UNDERSTANDING THE DIFFERENT percentages can still be confusing, especially what might be going on in that .3 percent that is unique to Neandertals, portions of which we carry within us. To nail this down better, I turned to molecular anthropologist Theodore G. Schurr at the University of Pennsylvania, who works on dozens of human ancestry projects around the world and is as deeply trained in the four fields of anthropology as he is in genetics and molecular biology. His broad experience and open manner made it easy for me to ask seemingly basic questions. We met in his office in Philadelphia at an opportune lull between his field projects in the Old and New Worlds that take the study of turnovers and migrations to the widest possible scope.

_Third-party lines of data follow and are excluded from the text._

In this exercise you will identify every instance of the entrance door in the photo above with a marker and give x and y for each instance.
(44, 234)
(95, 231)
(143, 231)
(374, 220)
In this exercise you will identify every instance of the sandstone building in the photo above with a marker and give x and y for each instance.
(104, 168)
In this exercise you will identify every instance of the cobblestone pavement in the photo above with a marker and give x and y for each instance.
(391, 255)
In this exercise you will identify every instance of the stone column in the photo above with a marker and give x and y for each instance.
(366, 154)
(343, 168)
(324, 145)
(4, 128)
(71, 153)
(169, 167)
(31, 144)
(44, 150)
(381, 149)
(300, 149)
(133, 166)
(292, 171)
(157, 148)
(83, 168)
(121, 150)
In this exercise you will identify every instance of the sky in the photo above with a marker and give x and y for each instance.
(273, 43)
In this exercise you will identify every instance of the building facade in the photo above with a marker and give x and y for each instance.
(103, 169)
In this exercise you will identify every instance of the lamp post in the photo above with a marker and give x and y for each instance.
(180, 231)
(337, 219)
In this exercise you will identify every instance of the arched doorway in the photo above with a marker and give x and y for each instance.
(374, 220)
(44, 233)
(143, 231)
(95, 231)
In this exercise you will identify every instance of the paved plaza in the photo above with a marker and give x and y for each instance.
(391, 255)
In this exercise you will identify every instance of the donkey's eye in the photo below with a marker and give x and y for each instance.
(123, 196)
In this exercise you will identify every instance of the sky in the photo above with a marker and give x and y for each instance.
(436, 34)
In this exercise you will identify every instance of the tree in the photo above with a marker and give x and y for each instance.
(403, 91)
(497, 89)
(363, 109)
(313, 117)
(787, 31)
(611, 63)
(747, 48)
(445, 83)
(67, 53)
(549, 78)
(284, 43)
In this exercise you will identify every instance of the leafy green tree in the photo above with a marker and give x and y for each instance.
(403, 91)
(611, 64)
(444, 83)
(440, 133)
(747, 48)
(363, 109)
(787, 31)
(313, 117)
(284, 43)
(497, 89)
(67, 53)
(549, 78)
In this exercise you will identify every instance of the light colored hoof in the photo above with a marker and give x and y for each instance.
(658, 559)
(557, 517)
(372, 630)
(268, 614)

“The science now estimates that modern humans share 99.7 percent of our DNA with Neandertals,” I began, “and it also says we got about 1 to 4 percent of our DNA from them. Does that mean that it is this remaining 0.3 percent that is unique to Neandertals where we received our 1 to 4 percent?” (We talked before 1.5–2.1 percent became the more recent revised estimate.)
“In a basic sense, what this means is we are far more like Neandertals than we are any other hominids that we know of so far. We’re closer to Neandertals than we are to Denisovans, in terms of sharing some large component of our genome. And we’re certainly closer to any of the Denisovans and Neandertals than we are to the chimpanzees—which represents not our common ancestry with chimps, but an entirely different lineage, which extended from a common ancestor six, or seven, or eight million years ago. Each lineage is the result of a long process.”
“So the 99.7 percent that we share with Neandertals is our common . . .”
“Our common genetic makeup or ancestral stock, if you will,” he said.
“And that remaining 0.3 percent? Is that where they diverged separate from us, in their own unique genetic expression?”
“That’s right.”
“And that’s where we’re getting that 1 to 4 percent [1.5–2.1 percent], from interbreeding?”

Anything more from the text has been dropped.